Sheesha cafes dotted along the streets of most Middle Eastern cities are bustling with people smoking sheesha, drinking “kahva” and feasting on the “mezze platter”. The mezze platter is a staple in many Middle Eastern cuisines. It could be compared to Spanish tapas, due to its size. Many small dips and eats, such as hummus, mutabbal, fattoush, kibbeh, falafel, and tabouleh adorn this platter. The whole concept behind such platters is sharing, it represents the Arab way of life. Each of the food items on the platter have a personality and distinct identity of their own, and hence can be eaten on their own as well. One of the most famous dips on the platter is Hummus.
Hummus is a dip made from chickpeas, olive oil, tahini and garlic, whose fame has spread from the sheesha cafes of Edgware Road London, to the upmarket Arab restaurants in Australia. It is a dish suited to every palette. Currently, Lebanon holds the Guinness record for the largest dish of hummus, weighing 10,452 kg, made by 300 cooks in the village of Al-Fanar near Beirut.
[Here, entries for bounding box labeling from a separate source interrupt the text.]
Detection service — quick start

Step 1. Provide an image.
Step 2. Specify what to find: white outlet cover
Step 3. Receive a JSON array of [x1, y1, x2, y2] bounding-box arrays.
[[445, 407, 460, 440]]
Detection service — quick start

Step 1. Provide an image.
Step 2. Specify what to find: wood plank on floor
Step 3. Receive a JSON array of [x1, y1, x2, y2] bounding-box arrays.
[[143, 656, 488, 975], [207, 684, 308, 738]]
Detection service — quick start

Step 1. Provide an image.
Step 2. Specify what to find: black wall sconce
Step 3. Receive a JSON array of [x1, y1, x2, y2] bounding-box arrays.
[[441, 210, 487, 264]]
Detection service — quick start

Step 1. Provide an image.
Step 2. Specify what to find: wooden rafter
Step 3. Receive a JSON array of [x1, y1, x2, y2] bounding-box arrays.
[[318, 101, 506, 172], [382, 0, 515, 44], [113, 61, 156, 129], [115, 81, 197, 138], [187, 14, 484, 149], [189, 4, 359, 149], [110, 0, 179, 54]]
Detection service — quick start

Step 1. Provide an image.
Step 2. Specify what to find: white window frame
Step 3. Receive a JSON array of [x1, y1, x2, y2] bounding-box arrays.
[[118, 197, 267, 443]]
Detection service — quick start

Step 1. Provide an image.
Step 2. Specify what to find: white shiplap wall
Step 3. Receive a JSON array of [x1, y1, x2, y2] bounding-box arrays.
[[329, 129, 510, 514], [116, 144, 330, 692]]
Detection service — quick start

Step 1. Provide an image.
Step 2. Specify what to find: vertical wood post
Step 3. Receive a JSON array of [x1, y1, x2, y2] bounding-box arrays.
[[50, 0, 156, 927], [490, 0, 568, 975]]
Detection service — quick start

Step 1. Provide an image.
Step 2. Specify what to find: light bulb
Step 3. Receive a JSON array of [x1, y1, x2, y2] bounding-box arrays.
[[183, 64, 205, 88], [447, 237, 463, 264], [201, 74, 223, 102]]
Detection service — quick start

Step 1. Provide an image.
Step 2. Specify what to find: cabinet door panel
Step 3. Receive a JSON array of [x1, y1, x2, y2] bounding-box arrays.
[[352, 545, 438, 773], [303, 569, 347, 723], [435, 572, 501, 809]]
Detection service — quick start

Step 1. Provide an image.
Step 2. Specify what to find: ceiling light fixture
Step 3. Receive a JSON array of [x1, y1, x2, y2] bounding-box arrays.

It was like paying homage to the Arab culture, tradition and cuisine.
I have a penchant for spicy food, hence I had to tweak the hummus to excite my taste buds. Following the traditional hummus recipe, I added an extra oomph factor: the fresh taste of mint and the fiery aroma of red birds eye chillis. The mint acts as a soother for the kick provided by the chillis.
- I can chickpeas (in water or soaked overnight)
- Olive oil
- 1tbsp crushed garlic
- 2-3 lemons
- 2tbsp Tahini (sesame) paste
- Fresh mint
- 3-4 birds eye chillis, chopped
- Blitz all the chickpeas in a food processor till a fine paste forms
- Add the tahini, lemon juice, garlic, olive oil and salt and pulse for a further 2-3 minutes, till there are no grains left in the mixture (Note:Add a few splashes of olive oil to make the paste smooth)
- Add 3/4 of the chopped fresh mint and blitz for another minute. (Note: Always use fresh mint, it will enhance the taste of the hummus
- Transfer the hummus into a serving bowl
- In a pan, heat about 1/4 cup of olive oil till smoking. Add the chopped red chillis and take them off the heat as soon as they begin to sizzle and pour them over the hummus. (Note: The chillis will begin to sizzle as soon as they touch the hot oil, make sure to take them off immediately, otherwise they will burn)
- Give the hummus a final stir and garnish with the remaining mint leaves.
- Serve with baked pita bread.
You will be able to taste the difference from the first bite and will definitely not stop eating till there is nothing left in the bowl. It is worth a try.